The H1N1 Influenza Virus: the tentacle-like spikes are the protein that hijacks host cells and spreads infection.
When you think of humanity’s most lethal foes throughout history you may think of crocodiles. Or perhaps the wombat’s carnivorous, giant, now-extinct relative the Diprotodon. What you probably don’t think of are microscopic parasites, felling humans through infection.
Infectious disease though has killed more people than apex predators, wars or natural disasters combined, and one of its most lethal forms is the humble virus.
Take the “Black Death”: it wracked 14th century Europe, Asia and North Africa and killed up to two hundred million people. And just a century ago, the deadly “Spanish Flu” pandemic saw up to 5 per cent of the world’s population perish: a greater loss than those who died as a direct result of World War I.
We now know the “Black Death” was actually the Bubonic plague. And the “Spanish Flu”? It was a flu alright, but it started nowhere near Spain. These days, it goes by the far more prosaic title of the H1N1 virus.
Medical experts realise though that history will repeat itself – and that someday another pathogen will emerge with the potential to become the next global epidemic. They call it “Disease X” and are already preparing the tools they’ll use to fight it.
A microscopic image of the H1N1 influenza virus.
A global team called the Coalition for Epidemic Preparedness Innovations (CEPI) is at the forefront of this effort. They’re looking at technologies that can be rapidly developed and vaccines that can be mass-produced for at-risk populations.
When fighting a pandemic, time is the biggest threat. Any delay in developing a vaccine can often be measured in lives. As such, CEPI wants to reduce delay through what it calls “just-in-time” technologies.
Enter: the University of Queensland (UQ), with some help from CSIRO.
Putting the clamp on viruses
With support from CEPI, University of Queensland will scale-up its breakthrough technology called a “molecular clamp”.
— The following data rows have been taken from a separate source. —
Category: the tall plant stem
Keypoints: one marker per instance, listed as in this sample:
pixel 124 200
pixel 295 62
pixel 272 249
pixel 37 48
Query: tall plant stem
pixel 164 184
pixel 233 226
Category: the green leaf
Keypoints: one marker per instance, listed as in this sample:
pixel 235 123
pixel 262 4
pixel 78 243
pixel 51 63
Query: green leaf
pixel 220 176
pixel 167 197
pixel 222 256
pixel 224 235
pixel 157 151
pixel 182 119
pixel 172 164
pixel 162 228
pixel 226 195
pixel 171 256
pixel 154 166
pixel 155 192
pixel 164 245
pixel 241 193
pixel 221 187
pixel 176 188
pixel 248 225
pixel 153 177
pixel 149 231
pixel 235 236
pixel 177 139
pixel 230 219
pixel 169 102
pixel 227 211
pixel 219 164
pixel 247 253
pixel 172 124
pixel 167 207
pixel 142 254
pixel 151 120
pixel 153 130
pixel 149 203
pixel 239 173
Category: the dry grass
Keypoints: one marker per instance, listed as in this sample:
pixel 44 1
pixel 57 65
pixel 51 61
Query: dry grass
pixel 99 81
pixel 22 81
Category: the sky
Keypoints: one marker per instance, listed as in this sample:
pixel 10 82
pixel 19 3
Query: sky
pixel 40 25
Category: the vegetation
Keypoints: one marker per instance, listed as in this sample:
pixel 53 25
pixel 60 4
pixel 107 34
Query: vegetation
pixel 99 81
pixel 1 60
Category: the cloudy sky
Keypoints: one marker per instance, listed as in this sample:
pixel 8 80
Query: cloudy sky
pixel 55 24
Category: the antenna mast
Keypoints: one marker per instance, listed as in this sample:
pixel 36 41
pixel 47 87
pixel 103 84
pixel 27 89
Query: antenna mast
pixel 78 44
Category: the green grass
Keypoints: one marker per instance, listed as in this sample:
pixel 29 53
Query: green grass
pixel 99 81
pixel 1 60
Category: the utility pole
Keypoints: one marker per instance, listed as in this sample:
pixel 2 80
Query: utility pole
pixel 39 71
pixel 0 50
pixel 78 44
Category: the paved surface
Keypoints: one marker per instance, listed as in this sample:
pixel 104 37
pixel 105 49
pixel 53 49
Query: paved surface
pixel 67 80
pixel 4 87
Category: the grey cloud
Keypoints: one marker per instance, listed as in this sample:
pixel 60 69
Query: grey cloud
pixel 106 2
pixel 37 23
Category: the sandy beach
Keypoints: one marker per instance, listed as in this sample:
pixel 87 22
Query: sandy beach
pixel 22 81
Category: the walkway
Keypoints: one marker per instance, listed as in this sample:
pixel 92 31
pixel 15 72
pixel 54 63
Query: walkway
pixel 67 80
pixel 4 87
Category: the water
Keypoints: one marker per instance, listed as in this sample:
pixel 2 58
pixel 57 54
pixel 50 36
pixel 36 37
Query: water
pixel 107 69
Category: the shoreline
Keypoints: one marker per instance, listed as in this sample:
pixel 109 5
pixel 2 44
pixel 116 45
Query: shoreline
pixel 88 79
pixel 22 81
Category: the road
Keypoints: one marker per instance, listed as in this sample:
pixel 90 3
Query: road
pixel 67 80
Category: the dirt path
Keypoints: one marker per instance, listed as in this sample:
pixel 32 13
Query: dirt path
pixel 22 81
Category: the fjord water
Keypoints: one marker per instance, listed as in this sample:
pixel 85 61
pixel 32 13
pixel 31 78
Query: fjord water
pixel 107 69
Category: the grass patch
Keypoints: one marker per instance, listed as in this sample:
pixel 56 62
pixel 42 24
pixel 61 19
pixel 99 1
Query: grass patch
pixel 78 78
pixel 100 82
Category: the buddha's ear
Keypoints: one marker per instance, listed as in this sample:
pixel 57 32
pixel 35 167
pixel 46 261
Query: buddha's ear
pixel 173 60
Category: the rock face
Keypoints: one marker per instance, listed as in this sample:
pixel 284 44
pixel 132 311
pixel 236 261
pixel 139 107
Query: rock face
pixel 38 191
It could reduce the development time for vaccines anywhere from a year or more to as little as 16 weeks.
Viruses like influenza are difficult to target because they’re covered in a protein that fuses to host cells, allowing the virus to hijack them and produce more infected cells. While the immune system does identify and attack this virus protein, it’s difficult for the immune system to target because it’s constantly changing shape.
UQ’s “molecular clamp” makes it easier for the immune system to identify and target virus proteins. It does so by “clamping” laboratory-engineered viral proteins into a uniform shape for use in vaccines.
The molecular clamp could be a powerful weapon against a ‘rogues’ gallery’ of viruses from around the world that spread this way; such as influenza, Ebola, measles, herpes simplex virus, and rabies.
Scaling up with CSIRO
Our biomedical and manufacturing expertise (and facilities) will play an important role turning this biomedical breakthrough into a viable vaccine.
UQ will use our Advanced Biomedical Manufacturing Platform (at our Biomedical Manufacturing Precinct) to create a vaccine that’s capable of being mass-produced. With UQ’s “clamp” breakthrough, we’ll scale up the manufacturing process, allowing hundreds of thousands of vaccine doses to be quickly produced under strict regulatory guidelines.
It’s the latest step in the long partnership between UQ and CSIRO on biomedical research. Previously, we’ve together set up a National Biologics Facility (NBF) and its Victorian hub, the Recombinant Protein Production Facility. It provides researchers access to state-of-the-art facilities for protein production, process development and optimisation.
UQ and CSIRO previously set up the Recombinant Protein Production Facility, located in Victoria.